Webster defines trust as a firm belief in the reliability, truth, ability, or strength of someone.

So trust is a result. It is a firm belief that someone is reliable, trustworthy, able and strong. Trust takes time and is built in the small and messy moments of life. It requires us to risk being vulnerable with someone—to see if they will handle our heart with care. In the past, being vulnerable usually, lead me to heartache. We’ve all experienced someone taking advantage of our weakness. They let us down, selfishly stole from us, left us alone to clean up the mess. We blamed ourselves for being vulnerable, and shame waged war against our true identity and worthiness to be loved. Judgments were made from lies, and walls were built to protect and trust.

I started thinking about choice. I believe it is the most loving gift given to us by God. He gave us the ability to choose, and from the beginning of time, we have broken His heart with our choices. He knew we would choose wrong but still gave us the gift of choice. His love is unconditional and void of the need to control us: He is being vulnerable with us in this choice and wanting us to do the same.

I have come to learn that with God vulnerability is not about the circumstance; it’s about who we trust to be with us in the circumstance.

“Unwavering trust is a rare and precious thing because it often demands a degree of courage that borders on the heroic. When the shadow of Jesus’ cross falls across our lives in the form of failure, rejection, abandonment, betrayal, unemployment, loneliness, depression, the loss of a loved one; when we are deaf to everything but the shriek of our own pain; when the world around us suddenly seems a hostile, menacing place—at those times we may cry out in anguish, ‘How could a loving God permit this to happen?’ At such moments the seeds of distrust are sown. It requires heroic courage to trust in the love of God no matter what happens to us.” (Brennan Manning)

It takes heroic courage to trust after the world has betrayed us in our weakness, but we have a need to trust in the character and reliability of someone who will walk us through the uncertainties of life. God’s goal is to awaken us to our true identity. We are worthy and loved by Him, and when we stand in His love, anything is possible. Our vulnerable places slowly become places to learn and experience joy and love like never before. They are places in which we make the choice to turn to Him and say—I will trust you. Trust is a choice, and it’s a gift we give back to Him.

This past year has been full of circumstances in which I had to figure things out, and the only way to do so was to be vulnerable. I had to admit to co-workers, family, and friends that I did not know how to fix certain problems, but that we would find our way through. Within that very statement was a whole new perspective. Problems are unavoidable, and we don’t have all the answers, but the choice to walk through the problem trusting God, is always mine to choose.
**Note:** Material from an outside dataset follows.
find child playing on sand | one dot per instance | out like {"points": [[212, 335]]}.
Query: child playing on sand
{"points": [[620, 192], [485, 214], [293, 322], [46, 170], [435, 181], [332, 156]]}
I’m learning my focus should not be on the outcome, but instead on whom I’m trusting in the process. The outcome may be bad, but if I’m trusting God with my heart, He will always handle it with care. Maybe I needed to see the bad because He has something good coming. I am learning that when circumstances don’t go my way, vulnerability is what I need. It is fertile ground to plant new seeds of hope. It is a place to experience joy and love like never before. I admit to Jesus I am weak in this unplanned moment that I so desperately want to control, and He gives me the courage to accept a new perspective.

One last quote from Brennan Manning that brings to life the daughter who knows how to trust Jesus:

“After stumbling and falling, the ragamuffin does not sink into despondency and endless self-recrimination, she quickly repents, offers the broken moment to the Lord, and renews her trust in the Messiah of sinners. She knows that Jesus is comfortable with broken people who remember how to love.”

Below is one of my favorite definitions of love found in 1 Corinthians 13. It is a picture of how God loves us. We can trust such a love as this.


His promise to us is love, and all He requires us to do is show up.